Dr. Poland serves as Associate Director of the Wheat Genetics Resource Center and Director of the Feed the Future Innovation Lab for Applied Wheat Genomics.  His research is focused on wheat genetics and germplasm improvement.  His laboratory is currently developing new marker technologies for use in breeding and association genetics. He is also focused on developing new breeding lines with resistance to important diseases of wheat; stem rust, stripe rust and leaf rust and abiotic stress tolerance to heat and drought.  In collaboration with public breeding programs, his laboratory is exploring the use of genomic selection methods in wheat breeding.  Dr. Poland is developing field-based high throughput phenotyping platforms to accelerate basic and applied genomics and breeding research.

Chris Toomajian, PhD

Areas of research include population and evolutionary genetics and genomics of plants and plant pathogens. Dr. Toomajian analyzes genome-scale DNA polymorphism datasets in order to infer the relative importance of processes such as mutation, recombination, genetic drift, migration, and natural selection in creating observed patterns of polymorphisms. He develops methods to infer recent instances of natural selection at the DNA level in order to identify adaptive genetic variation. He is interested in methods and datasets that allow for the statistical mapping of quantitative trait loci (complex traits) back to the genome in samples of unrelated individuals.

Frank White, PhD

Dr. White utilizes molecular genetic and genomic techniques for functional analyses of plant disease and mechanisms of resistance. Complete genome sequencing of plant pathogenic bacteria is used for gene discovery. Targeted mutagenesis techniques are  subsequently used for functional analysis. Transcriptional profiling is for gene discovery in rice, sorghum and wheat. RNA-meditated gene silencing and insertional mutanagenesis techniques are employed in the analysis of host/pathogen interactions. His principle organisms are rice and sorghum with related work in other species including wheat.

Hardware/Software

Beocat/Institute for Computational Research in Engineering and Science
Daniel Andresen, dan@ksu.edu, 785‐532‐7914
http://www.beocat.cis.ksu.edu

One of the largest academic research clusters in Kansas, Beocat consists of approximately 2PB of storage and ~3100 processor cores on machines ranging from dual‐processor Xeons with 128GB RAM to six 80‐core Xeons with 1TB RAM connected by 40Gbps QDR Infiniband.

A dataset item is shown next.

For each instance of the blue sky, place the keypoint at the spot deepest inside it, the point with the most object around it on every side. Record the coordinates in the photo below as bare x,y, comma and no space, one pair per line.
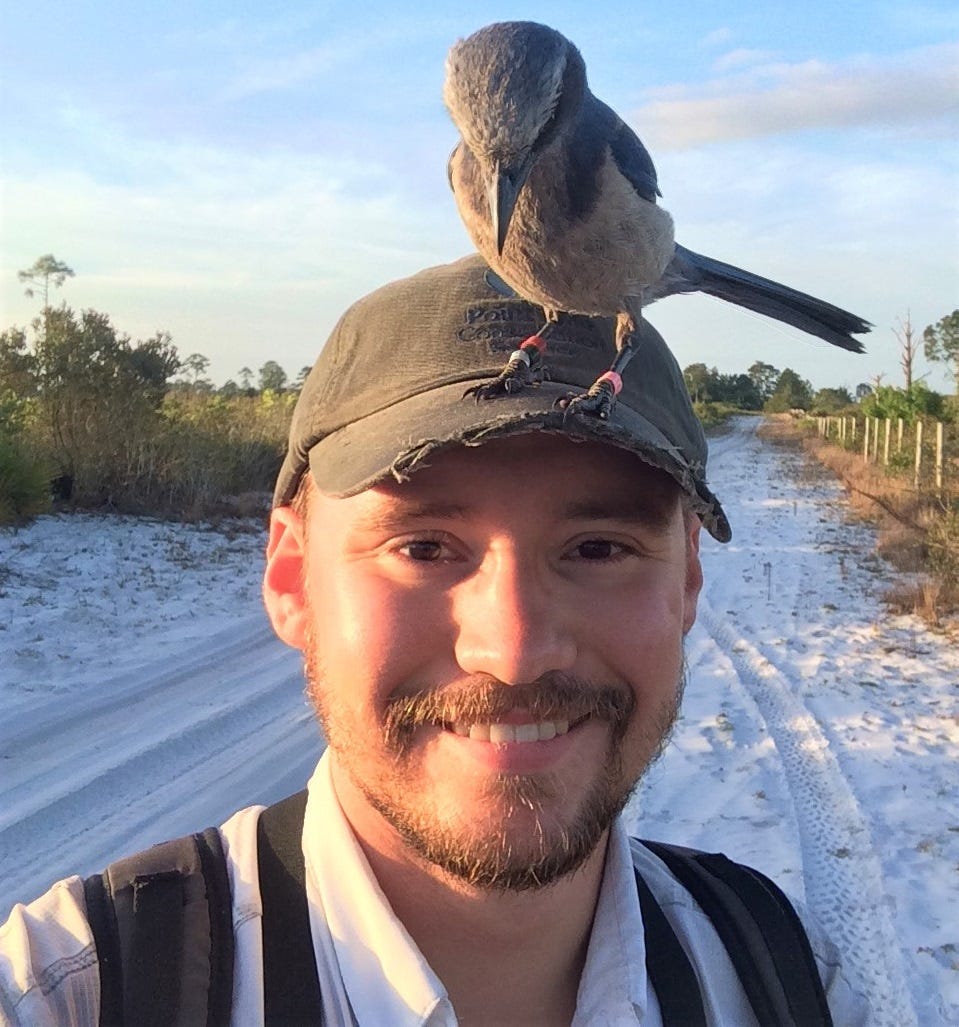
237,174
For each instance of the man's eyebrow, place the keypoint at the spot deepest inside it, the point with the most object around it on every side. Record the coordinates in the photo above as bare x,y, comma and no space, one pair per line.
404,510
650,509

Beocat acts as the central computing resource for multiple departments across campus, and heavy users can “buy in” through adding computational or personnel resources for the cluster. Any researcher in the state of Kansas can access Beocat for free.

KSU Bioinformatics Center
Sue Brown, Sjbrown@ksu.edu, 785‐532‐3935
http://bioinformatics.k‐state.edu

Provides training and support for genomics, transcriptomics, and NGS approaches to address biological questions. As the US‐certified service center for BioNano Genomics, we produce genome physical maps based on imaging of ultra‐long DNA molecules.